Boîte aux lettres – novembre 2014

Les lecteurs de CPA Magazine réagissent aux numéros d’août et septembre par courrier et Twitter.

Une question d’équilibre

J’ai lu intégralement le numéro d’août de CPA Magazine. J’ai trouvé l’ensemble du magazine intéressant et je suis certaine que tous les lecteurs y trouvent leur compte. Toutefois, je déplore les articles du genre « Étoiles montantes ». Même s’ils peuvent inspirer des étudiants ou de jeunes comptables, ces articles augmentent la pression exercée sur l’ensemble de la profession, particulièrement dans la société axée sur la performance dans laquelle nous vivons.

Chacun veut se démarquer et « percer ». Cependant, on présente rarement le profil de personnes heureuses dans leur profession, leur emploi ou leur entreprise, et qui ont trouvé l’équilibre entre l’épanouissement professionnel et la vie familiale.

Vous faites la promotion d’outils qui peuvent aider à atteindre cet équilibre. Pourquoi ne pas donner l’exemple d’un homme ou d’une femme qui a travaillé fort, non pas en cumulant des semaines de 60 heures, mais plutôt en cherchant à se définir, à trouver la motivation et l’épanouissement souhaités ou en parvenant à bien équilibrer obligations personnelles et professionnelles? Il pourrait s’agir du portrait tout à fait ordinaire d’un(e) professionnel(le), peu importe le sexe, la religion, la région, etc., qui travaille pour vivre sa vie plutôt que pour la gagner, et qui est heureux(se) dans sa vie personnelle. Autrement dit, on ne parle pas d’une carrière internationale passée dans les avions et les hôtels, et jalonnée de coups de fil aux enfants qu’on ne peut voir que le samedi matin.
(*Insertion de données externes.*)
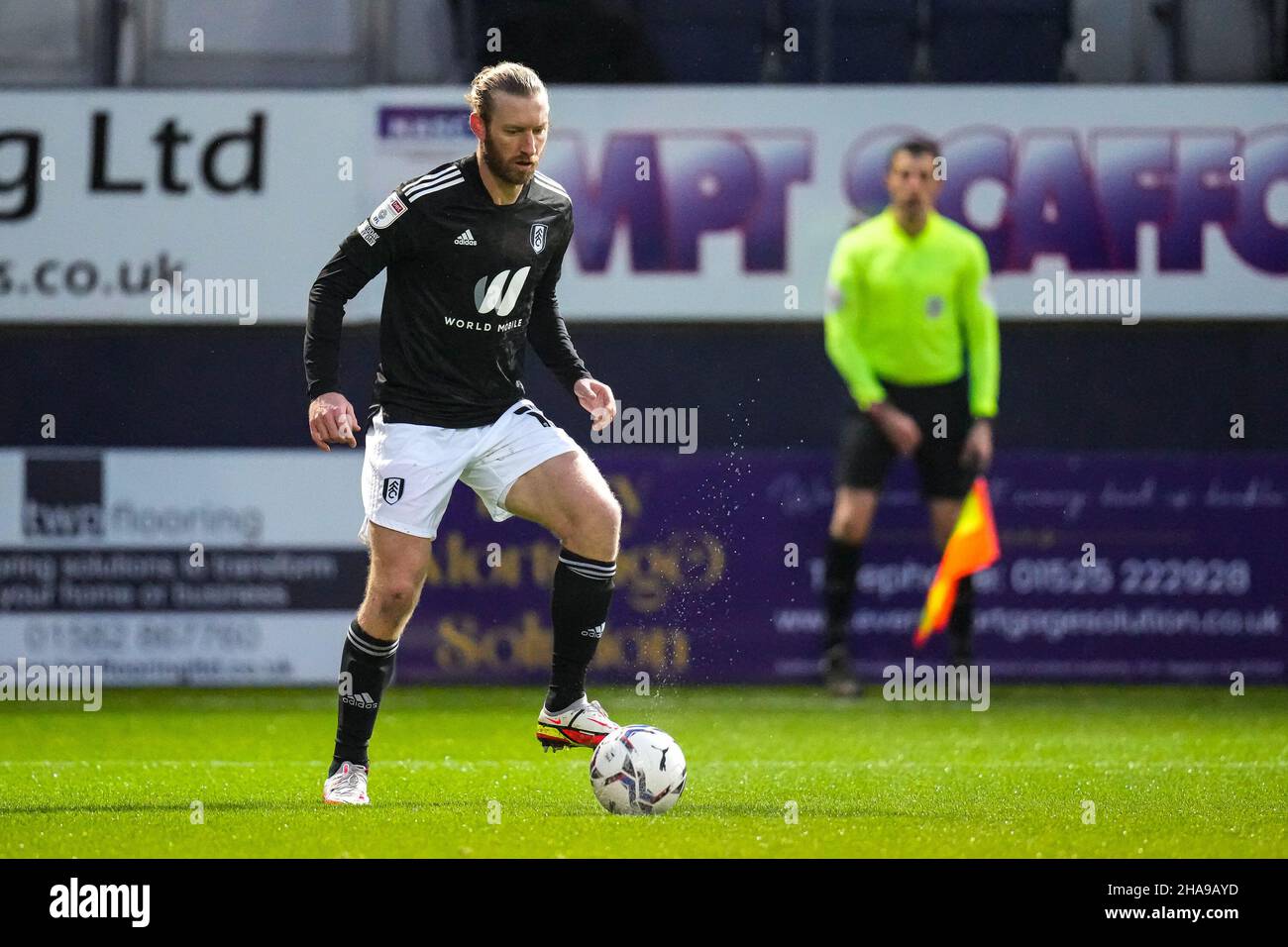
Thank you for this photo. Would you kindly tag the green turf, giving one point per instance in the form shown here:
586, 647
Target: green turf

Chaque être humain est unique et cherche à atteindre son propre équilibre, selon son style, sa personnalité, ses aspirations et ses choix de vie.

Une personne ayant réalisé ses objectifs de carrière ne s’intéresse plus à la lecture de profils de gens motivés et ambitieux qui relèvent continuellement de nouveaux défis. Les défis nous font grandir, mais ils ne doivent pas nécessairement être enlevants, exigeants ou encore nécessiter un changement d’emploi.

Josée-Lise Massé, MBA, CPA, CA
Saint-Léonard d’Aston (Québec)

Moins de taxes, moins de profiteurs

David Descôteaux décrit injustement les subventions comme des cadeaux (« Trop de cadeaux aux entreprises », numéro de septembre).

Ce ne sont pas les subventions qui posent problème, mais plutôt les taux d’impôt élevés, qui font en sorte que les entreprises partent ou cessent d’embaucher et d’innover.

Chaque geste du gouvernement a des effets pervers. Une subvention n’est pas un cadeau, mais de l’argent soutiré par l’impôt usuraire et redonné aux entreprises pour les maintenir à flot ou les garder au pays.

La solution ne réside pas dans une intervention de l’Organisation mondiale du commerce. Il faudrait plutôt diminuer les taxes, s'arranger pour avoir moins de profiteurs qui exploitent les gouvernements et obliger les gouvernements à rendre des comptes.

Prenons l’Irlande : ses taux d’impôt sont si attirants que l’Union européenne (UE) l’encourage à les augmenter afin d’éviter que le reste de l’UE ne souffre d’une érosion des investissements.